World Kitchens: Thai, p. 171
8 oz
can pineapple slices in light syrup, each slice cut into 4 pieces (reserve the
syrup)
1 ½
tablespoons plum sauce or ketchup
2 ½
teaspoons fish sauce
1
tablespoon sugar
2
tablespoons vegetable oil
9 oz
pork, sliced
4
medium garlic cloves, finely chopped
¼
medium carrot, sliced
1
medium onion, cut into 8 slices
½ medium
red bell pepper, cut into bite-sized pieces
1
small cucumber, unpeeled, halved lengthwise and cut into thick slices
1
medium tomato, cut into 4 slices, or 4-5 baby tomatoes
A few
cilantro leaves, for garnish
Chop-chop-chippity-chop. |
Mix all the pineapple syrup (about 6 tablespoons) with the
plum sauce, fish sauce, and sugar in a small bowl until smooth.

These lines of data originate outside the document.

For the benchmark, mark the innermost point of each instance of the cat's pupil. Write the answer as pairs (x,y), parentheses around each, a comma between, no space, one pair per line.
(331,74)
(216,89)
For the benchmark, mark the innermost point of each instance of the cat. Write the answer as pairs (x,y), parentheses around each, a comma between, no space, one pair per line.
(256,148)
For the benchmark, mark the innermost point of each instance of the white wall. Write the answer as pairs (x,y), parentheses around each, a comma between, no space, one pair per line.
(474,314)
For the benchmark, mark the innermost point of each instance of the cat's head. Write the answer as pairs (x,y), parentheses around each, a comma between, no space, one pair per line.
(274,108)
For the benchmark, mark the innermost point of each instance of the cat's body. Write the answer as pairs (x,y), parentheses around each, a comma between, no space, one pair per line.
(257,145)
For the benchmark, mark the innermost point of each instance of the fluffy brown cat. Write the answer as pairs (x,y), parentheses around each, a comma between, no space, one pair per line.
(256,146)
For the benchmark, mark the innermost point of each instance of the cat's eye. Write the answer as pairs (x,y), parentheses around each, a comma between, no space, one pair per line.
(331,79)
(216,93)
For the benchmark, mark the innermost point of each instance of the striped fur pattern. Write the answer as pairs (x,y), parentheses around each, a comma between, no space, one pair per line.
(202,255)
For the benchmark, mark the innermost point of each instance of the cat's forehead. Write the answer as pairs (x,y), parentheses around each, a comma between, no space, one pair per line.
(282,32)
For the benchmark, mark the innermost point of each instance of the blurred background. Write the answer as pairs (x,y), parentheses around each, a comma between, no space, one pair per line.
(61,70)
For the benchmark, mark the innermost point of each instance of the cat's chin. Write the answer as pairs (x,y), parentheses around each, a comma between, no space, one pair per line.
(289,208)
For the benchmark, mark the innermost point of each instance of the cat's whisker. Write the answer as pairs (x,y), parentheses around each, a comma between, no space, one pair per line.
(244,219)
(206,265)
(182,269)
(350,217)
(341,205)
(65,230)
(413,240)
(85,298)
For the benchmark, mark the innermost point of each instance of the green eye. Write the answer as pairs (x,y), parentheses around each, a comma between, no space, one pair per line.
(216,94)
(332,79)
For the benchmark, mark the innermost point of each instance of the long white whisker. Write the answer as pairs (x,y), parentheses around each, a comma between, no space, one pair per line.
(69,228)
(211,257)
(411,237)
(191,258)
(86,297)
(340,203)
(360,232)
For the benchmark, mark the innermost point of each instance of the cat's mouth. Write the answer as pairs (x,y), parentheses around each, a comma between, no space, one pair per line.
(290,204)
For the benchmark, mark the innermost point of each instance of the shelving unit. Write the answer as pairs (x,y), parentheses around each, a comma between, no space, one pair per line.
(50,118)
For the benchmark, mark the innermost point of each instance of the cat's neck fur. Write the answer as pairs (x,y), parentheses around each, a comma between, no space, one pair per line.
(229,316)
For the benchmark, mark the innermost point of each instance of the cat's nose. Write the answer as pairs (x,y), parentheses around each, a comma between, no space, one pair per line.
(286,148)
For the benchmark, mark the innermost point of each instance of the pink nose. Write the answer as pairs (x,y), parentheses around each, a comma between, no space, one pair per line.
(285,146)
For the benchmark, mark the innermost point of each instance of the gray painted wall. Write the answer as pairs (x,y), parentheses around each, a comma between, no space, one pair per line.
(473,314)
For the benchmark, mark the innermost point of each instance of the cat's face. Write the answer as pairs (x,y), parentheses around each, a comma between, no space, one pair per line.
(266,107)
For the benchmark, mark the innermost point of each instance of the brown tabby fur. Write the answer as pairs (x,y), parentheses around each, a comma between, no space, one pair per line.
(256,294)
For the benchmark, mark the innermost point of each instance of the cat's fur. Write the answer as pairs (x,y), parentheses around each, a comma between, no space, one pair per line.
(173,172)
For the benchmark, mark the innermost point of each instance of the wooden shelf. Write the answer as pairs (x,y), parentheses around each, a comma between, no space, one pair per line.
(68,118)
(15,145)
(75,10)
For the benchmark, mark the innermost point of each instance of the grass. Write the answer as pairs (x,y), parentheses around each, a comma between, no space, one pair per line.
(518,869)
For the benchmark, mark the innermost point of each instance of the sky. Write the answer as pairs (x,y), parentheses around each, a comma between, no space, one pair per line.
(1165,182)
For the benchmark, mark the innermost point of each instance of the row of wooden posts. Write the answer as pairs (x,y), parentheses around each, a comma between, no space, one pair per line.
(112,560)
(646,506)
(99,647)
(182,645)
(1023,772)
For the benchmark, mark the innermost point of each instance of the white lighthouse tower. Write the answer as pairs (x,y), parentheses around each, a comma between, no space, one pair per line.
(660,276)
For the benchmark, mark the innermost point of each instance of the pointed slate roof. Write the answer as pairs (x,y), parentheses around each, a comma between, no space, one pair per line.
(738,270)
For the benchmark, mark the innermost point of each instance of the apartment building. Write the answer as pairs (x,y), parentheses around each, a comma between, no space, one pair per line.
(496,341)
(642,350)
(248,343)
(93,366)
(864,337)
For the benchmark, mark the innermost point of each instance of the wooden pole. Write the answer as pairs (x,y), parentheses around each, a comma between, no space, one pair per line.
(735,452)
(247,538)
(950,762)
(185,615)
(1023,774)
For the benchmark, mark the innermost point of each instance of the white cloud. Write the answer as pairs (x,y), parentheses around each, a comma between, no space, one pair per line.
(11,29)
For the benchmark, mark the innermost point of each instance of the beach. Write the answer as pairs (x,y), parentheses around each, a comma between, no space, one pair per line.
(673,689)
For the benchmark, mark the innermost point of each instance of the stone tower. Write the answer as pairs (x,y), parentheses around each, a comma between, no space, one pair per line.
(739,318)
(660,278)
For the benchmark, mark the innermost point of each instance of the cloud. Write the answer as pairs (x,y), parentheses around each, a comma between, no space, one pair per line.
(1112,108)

Ketchup was, predictably, cheaper. |
Heat the oil in a wok or deep frying pan over medium heat
and fry the pork until browned and cooked. Lift out with a slotted spoon and
drain on paper towels.
Just crispy enough on the outside to be interesting! |
Add the garlic to the wok or pan and fry over medium heat
for 1 minute, or until lightly browned. Add the carrot, onion, and red pepper
and stir-fry for 1-2 minutes. Add the cucumber, tomato, pineapple, and the
sauce and stir together for another minute. Taste, then adjust the seasoning if
necessary.
Return the pork to the pan and gently stir.
It's almost too pretty to eat. Emphasis on the "almost." |
Spoon onto a
plate and garnish with cilantro leaves.
My Rating: 4/5 "It doesn't seem like it would be a filling meal by itself, but a bowl full of this stuff will actually keep you going for quite a while. The sweet and sour sauce from scratch is much, much better than the radioactive-looking pink stuff you might be used to from counter-service Asian places. Get excited."